Climate Neutrality at ASU

ASU and Climate Neutrality

In October 2006, ASU President Michael Crow invited select leaders of higher education to meet at ASU’s Tempe campus, where they formed the American College and University Presidents’ Climate Commitment (ACUPCC). The ACUPCC’s purpose is to eliminate greenhouse gas (GHG) emissions from campus operations, address issues of global climate disruption, promote research and education that will equip society with means to re-stabilize earth’s climate, and provide leadership-by-example on climate issues for the rest of society. Since then, ASU has reduced GHG emissions by 15% while growing one-third in enrollment, and has built the nation’s largest and most complex distributed solar energy system. By June 2014, we’ll have 25 megawatts (MWDC) of solar energy production from 90 systems on five campuses.

In September 2009, ASU issued a Carbon Neutrality Action Plan, which commits the university to eliminating GHG from building energy sources by 2025, and from all sources by 2035. That plan provided the vision, the commitment, and the overall structure for moving toward fulfillment of the goal.

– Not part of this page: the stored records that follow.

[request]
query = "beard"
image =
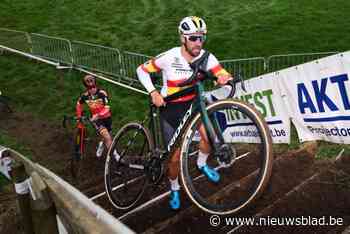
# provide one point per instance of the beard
(194, 51)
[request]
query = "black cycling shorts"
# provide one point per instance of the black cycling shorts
(170, 118)
(104, 123)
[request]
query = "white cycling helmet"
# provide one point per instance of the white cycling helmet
(192, 24)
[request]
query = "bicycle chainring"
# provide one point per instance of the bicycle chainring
(226, 155)
(154, 170)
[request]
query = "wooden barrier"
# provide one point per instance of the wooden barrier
(51, 195)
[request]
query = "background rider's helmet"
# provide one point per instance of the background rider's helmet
(89, 81)
(192, 24)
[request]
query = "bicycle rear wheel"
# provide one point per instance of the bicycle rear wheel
(125, 178)
(243, 159)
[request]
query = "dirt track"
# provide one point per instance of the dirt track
(300, 186)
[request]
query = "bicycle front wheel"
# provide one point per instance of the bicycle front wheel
(242, 157)
(125, 179)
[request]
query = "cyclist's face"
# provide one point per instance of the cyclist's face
(194, 43)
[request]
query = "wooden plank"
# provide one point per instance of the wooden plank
(77, 212)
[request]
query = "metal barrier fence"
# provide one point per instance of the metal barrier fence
(15, 39)
(278, 62)
(52, 48)
(250, 67)
(121, 66)
(96, 58)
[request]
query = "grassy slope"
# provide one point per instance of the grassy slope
(236, 29)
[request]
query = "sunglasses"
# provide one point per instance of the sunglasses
(194, 38)
(90, 81)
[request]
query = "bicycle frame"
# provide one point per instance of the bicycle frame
(198, 106)
(79, 147)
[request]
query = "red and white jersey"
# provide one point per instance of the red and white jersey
(175, 69)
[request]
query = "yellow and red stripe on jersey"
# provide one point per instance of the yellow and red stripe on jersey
(150, 66)
(172, 87)
(218, 70)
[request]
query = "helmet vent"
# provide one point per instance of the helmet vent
(185, 26)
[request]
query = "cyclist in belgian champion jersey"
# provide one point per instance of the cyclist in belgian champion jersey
(175, 68)
(97, 101)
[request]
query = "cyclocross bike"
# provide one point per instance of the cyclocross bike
(241, 152)
(80, 137)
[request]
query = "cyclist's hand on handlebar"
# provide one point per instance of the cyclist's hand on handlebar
(94, 118)
(223, 79)
(157, 99)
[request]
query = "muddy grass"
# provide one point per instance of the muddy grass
(51, 146)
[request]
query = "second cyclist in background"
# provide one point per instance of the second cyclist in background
(98, 103)
(175, 67)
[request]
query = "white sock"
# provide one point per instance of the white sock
(174, 184)
(202, 159)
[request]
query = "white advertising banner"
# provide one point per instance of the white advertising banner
(264, 94)
(317, 96)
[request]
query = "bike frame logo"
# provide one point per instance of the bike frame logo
(178, 130)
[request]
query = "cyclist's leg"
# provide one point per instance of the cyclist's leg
(104, 128)
(170, 117)
(204, 151)
(173, 164)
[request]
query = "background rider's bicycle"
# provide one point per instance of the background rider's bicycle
(241, 152)
(80, 139)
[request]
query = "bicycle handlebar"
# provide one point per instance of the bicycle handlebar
(84, 119)
(200, 75)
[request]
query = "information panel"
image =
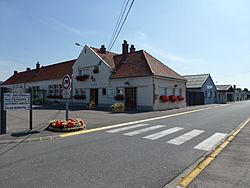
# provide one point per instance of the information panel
(12, 101)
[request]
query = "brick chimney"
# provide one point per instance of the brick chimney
(38, 65)
(132, 48)
(125, 48)
(103, 49)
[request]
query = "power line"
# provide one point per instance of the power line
(121, 26)
(118, 21)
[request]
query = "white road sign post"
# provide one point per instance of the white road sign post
(11, 99)
(66, 85)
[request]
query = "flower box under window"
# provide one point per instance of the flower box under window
(119, 97)
(96, 70)
(79, 97)
(82, 77)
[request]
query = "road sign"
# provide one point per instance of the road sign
(66, 93)
(12, 101)
(66, 82)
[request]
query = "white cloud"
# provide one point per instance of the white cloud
(67, 27)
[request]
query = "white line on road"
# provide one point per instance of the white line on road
(185, 137)
(210, 142)
(163, 133)
(143, 130)
(126, 128)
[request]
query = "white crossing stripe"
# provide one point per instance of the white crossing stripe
(143, 130)
(126, 128)
(185, 137)
(163, 133)
(210, 142)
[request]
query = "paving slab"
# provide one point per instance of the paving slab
(231, 168)
(18, 120)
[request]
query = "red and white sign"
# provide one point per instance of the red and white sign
(66, 82)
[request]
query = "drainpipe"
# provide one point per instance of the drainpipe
(153, 90)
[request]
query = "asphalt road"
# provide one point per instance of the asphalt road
(135, 157)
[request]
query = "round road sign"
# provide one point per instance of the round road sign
(66, 82)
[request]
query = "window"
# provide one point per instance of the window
(170, 91)
(174, 91)
(178, 92)
(111, 93)
(80, 91)
(83, 72)
(55, 89)
(103, 91)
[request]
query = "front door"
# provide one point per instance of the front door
(130, 97)
(94, 96)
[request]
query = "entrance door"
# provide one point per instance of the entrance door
(130, 97)
(194, 98)
(94, 95)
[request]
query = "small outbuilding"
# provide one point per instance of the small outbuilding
(225, 93)
(200, 90)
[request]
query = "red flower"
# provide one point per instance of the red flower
(173, 98)
(180, 98)
(164, 98)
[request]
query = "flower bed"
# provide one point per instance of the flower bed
(80, 97)
(164, 98)
(66, 126)
(180, 98)
(54, 96)
(82, 78)
(173, 98)
(118, 107)
(119, 97)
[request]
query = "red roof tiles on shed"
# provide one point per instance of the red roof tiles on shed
(51, 72)
(141, 63)
(107, 57)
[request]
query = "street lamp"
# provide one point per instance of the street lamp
(77, 44)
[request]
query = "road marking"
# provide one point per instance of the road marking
(163, 133)
(210, 142)
(126, 128)
(130, 123)
(185, 137)
(143, 130)
(188, 178)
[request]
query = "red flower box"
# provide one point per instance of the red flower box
(82, 78)
(80, 97)
(173, 98)
(119, 97)
(180, 98)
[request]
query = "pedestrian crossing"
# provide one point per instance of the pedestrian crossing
(144, 128)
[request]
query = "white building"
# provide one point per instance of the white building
(135, 77)
(45, 81)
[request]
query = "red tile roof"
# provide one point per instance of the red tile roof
(107, 57)
(51, 72)
(141, 63)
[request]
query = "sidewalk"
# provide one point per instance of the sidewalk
(18, 124)
(231, 168)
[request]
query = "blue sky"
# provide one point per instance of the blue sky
(191, 37)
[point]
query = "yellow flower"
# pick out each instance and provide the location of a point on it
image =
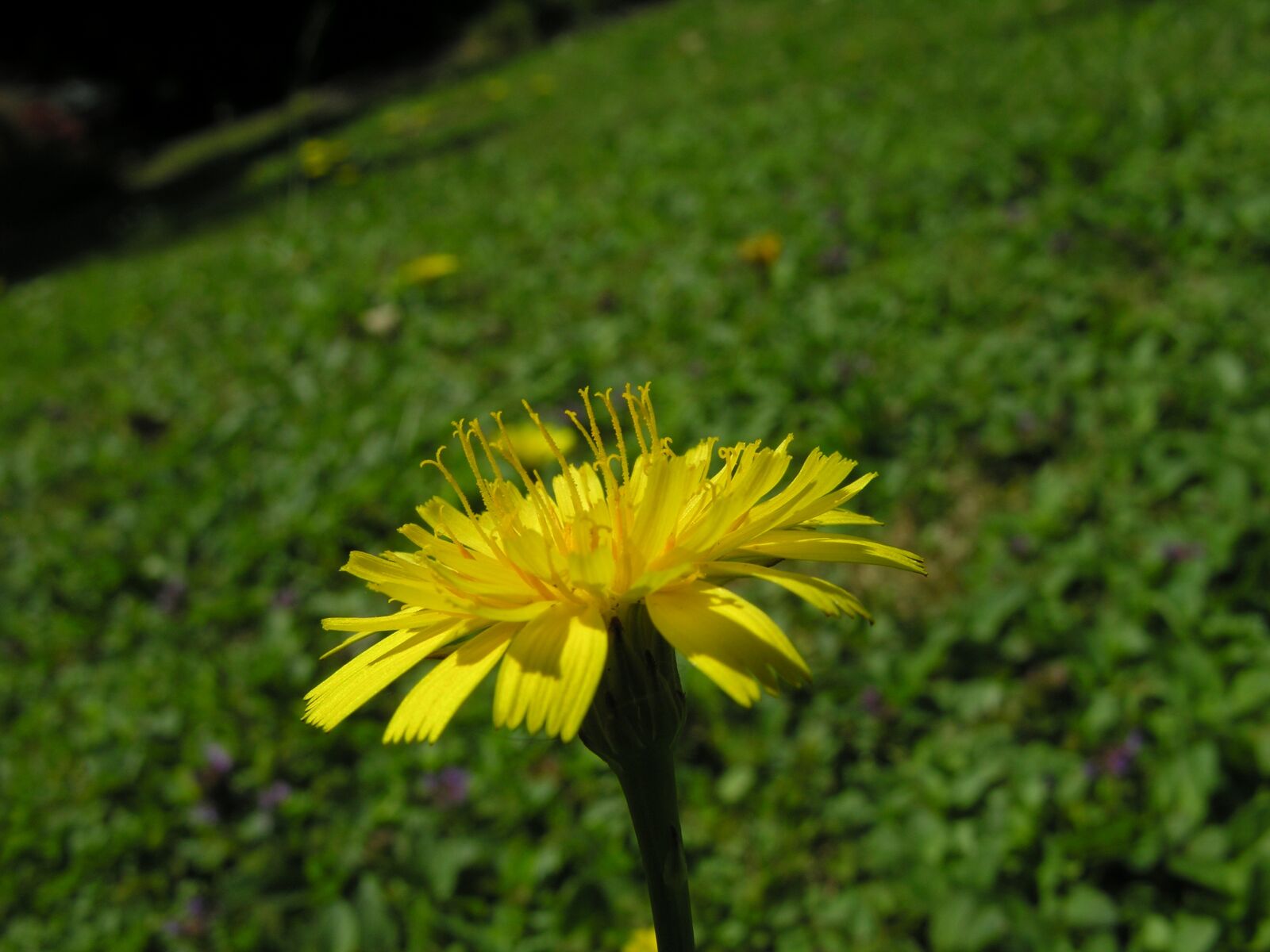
(641, 941)
(427, 268)
(318, 156)
(530, 442)
(533, 579)
(761, 251)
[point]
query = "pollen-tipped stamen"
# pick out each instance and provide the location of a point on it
(633, 408)
(465, 442)
(571, 478)
(607, 397)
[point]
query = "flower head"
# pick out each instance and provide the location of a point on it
(529, 577)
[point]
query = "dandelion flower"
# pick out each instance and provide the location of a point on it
(425, 270)
(529, 575)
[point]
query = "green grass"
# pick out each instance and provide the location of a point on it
(1024, 278)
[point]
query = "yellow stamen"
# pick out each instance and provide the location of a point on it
(452, 482)
(607, 397)
(537, 493)
(586, 436)
(482, 486)
(649, 416)
(633, 406)
(571, 478)
(489, 454)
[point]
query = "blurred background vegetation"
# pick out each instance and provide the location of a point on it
(1013, 254)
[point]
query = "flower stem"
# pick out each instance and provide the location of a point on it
(648, 784)
(632, 727)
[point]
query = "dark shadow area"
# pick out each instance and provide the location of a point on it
(210, 192)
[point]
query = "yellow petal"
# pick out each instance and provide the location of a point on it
(372, 670)
(838, 517)
(550, 672)
(727, 638)
(823, 547)
(410, 619)
(823, 594)
(432, 702)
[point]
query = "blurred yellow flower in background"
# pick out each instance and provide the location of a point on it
(530, 442)
(641, 941)
(319, 156)
(761, 251)
(425, 270)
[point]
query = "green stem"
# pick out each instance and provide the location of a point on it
(633, 724)
(648, 782)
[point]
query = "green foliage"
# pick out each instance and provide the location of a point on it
(1024, 277)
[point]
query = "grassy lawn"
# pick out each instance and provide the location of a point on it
(1024, 277)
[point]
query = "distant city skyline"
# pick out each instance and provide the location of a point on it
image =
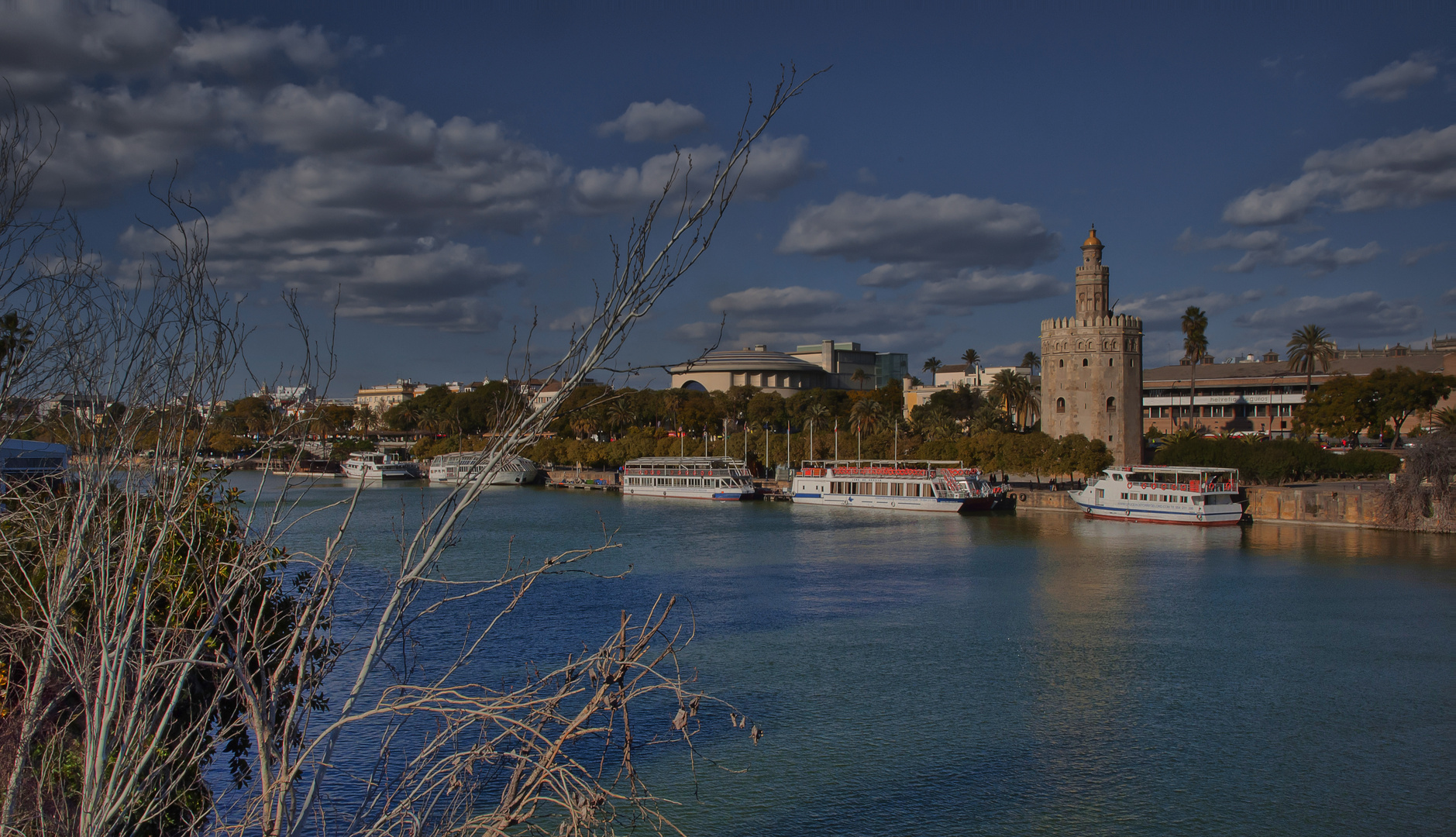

By May 2013, ASU had completed an agreement with Ameresco to become strategic partners in achieving climate neutrality for ASU. As part of that agreement, Ameresco agreed to develop a comprehensive GHG emissions reduction strategy, which is due to be delivered to ASU this summer. The emissions reduction plan is a key part of the climate action plan (CAP), which provides more detail about our plan to develop climate-related actions and responses.

ASU’s Climate Action Plan

The climate action plan will include information about each of the important aspects of ASU’s responses to climate disruption:

  • A GHG inventory: a summary of current GHG sources and quantities, and their recent history and trends.
  • An emissions reduction plan: a GHG reduction strategy, which includes plans for energy conservation and efficiency and renewable energy systems development.
  • A vulnerability assessment: a projection of the likely impacts and effects (climatological, ecological, economic and social) of climate change by 2035, our target year to achieve neutrality.
  • An adaption strategy: a discussion of response that ASU and communities in the Valley will need to develop to minimize human distress caused by climate disruption.
  • A vision of regional resilience: a description of community and ecological resilience that we must develop to flourish as climate change poses increasingly difficult challenges.

What can students, employees, contractors, and campus visitors do to help achieve our goal of climate neutrality?

In campus buildings:

  • Use daylighting instead of electrical lighting when you can. Use LED task lighting instead of general lighting.
  • Turn off unused lights, electronic devices, power strips, and appliances.
  • Adapt to and accept ‘conservation’ temperature settings (78° - 80º in the summer, and 66º- 68º in the winter) in campus buildings. Report rooms that are too cool in the summer and too warm in the winter (and other energy inefficiencies) to the numbers below:

    • - Tempe campus: 480-965-3633
    • - Polytechnic campus: 480-727-1110, or 480-965-3456 after hours
    • - West campus: 480-543-3200
    • - Downtown Phoenix campus: 602-496-1502
    • - Residential Facilities: 480-965-9526

  • (These numbers are also found at https://cfo.asu.edu/fdm-requests-for-service.)

On campus and in your personal life:

  • Eat less meat. Eat locally produced, in-season foods. Avoid buying foods that are produced on other continents and foods produced in hothouses.
  • Weatherize and solarize your home. Buy Energy Star appliances and LED lights. Use multiple setback thermostats. Open your windows in spring and fall. Adapt to ‘conservation’ settings (78° - 80º in the summer, and 66º- 68º in the winter). Consider installing a swamp cooler. Plant shade trees where solar doesn’t work.
  • Walk, bike, train, bus, and carpool. Plan car trips for fuel efficiency. Telecommute, call, email and teleconference when you can. Buy the most fuel efficient car you can afford.
  • Consume less newly manufactured stuff. Reduce, re-use, and recycle. Look for recycled content and products with minimal packaging. Buy locally.